I present a reproducible, multi-turn red team experiment probing the gradual erosion of safety guardrails in large language models (LLMs)—a phenomenon I introduce here as “guardrail decay.” This work coins the term “guardrail decay” to describe the progressive weakening of a model’s safety constraints during extended, session-level interaction. While not yet standardized in the literature, the concept addresses an emerging vulnerability: safety compliance may degrade incrementally under adversarial or reflective prompting, not just fail in single-shot attacks.
Recent research has shown that LLM safety alignment is often shallow and brittle, frequently effective only for the first few tokens or in constrained formats [Qi et al., 2024; Wang et al., 2024]. Even state-of-the-art guardrails can be bypassed or eroded through persistent adversarial input [Yuan et al., 2024]. This study builds on those insights by operationalizing and systematically quantifying guardrail decay under multi-turn red teaming.
Using 2,110 prompt-response cycles across GPT-4o, Claude 3.7 Sonnet, and Gemini 1.5 Pro, I measure how repeated or reflective prompting degrades alignment over time—a risk not fully captured by most prior work, which focuses on single-shot jailbreaks. My automated test harness scores “drift” per turn and reveals that guardrail decay can persist for up to 10 consecutive turns (the maximum tested), with models failing to self-correct and some outputs appearing superficially safe.

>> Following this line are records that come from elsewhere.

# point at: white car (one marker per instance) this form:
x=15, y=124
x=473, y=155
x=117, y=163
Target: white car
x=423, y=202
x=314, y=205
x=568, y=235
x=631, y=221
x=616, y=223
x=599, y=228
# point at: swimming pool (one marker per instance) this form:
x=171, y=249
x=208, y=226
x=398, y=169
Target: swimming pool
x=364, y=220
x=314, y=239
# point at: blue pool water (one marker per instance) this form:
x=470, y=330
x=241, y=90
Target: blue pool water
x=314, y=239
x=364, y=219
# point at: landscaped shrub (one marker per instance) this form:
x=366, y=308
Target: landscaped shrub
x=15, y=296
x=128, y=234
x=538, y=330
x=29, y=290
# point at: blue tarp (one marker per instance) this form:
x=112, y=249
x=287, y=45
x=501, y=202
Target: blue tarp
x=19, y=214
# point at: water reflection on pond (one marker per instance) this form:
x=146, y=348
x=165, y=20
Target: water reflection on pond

Results indicate that adversarial prompt chains can reliably induce alignment drift, with notable variation between models and prompt types.
All methods, code, and data are released for transparency and reproducibility. I invite peer review and community feedback to strengthen LLM safety practices and spark further research on persistent vulnerabilities in model alignment.
[GitHub Repo or Notion Project – insert link when ready]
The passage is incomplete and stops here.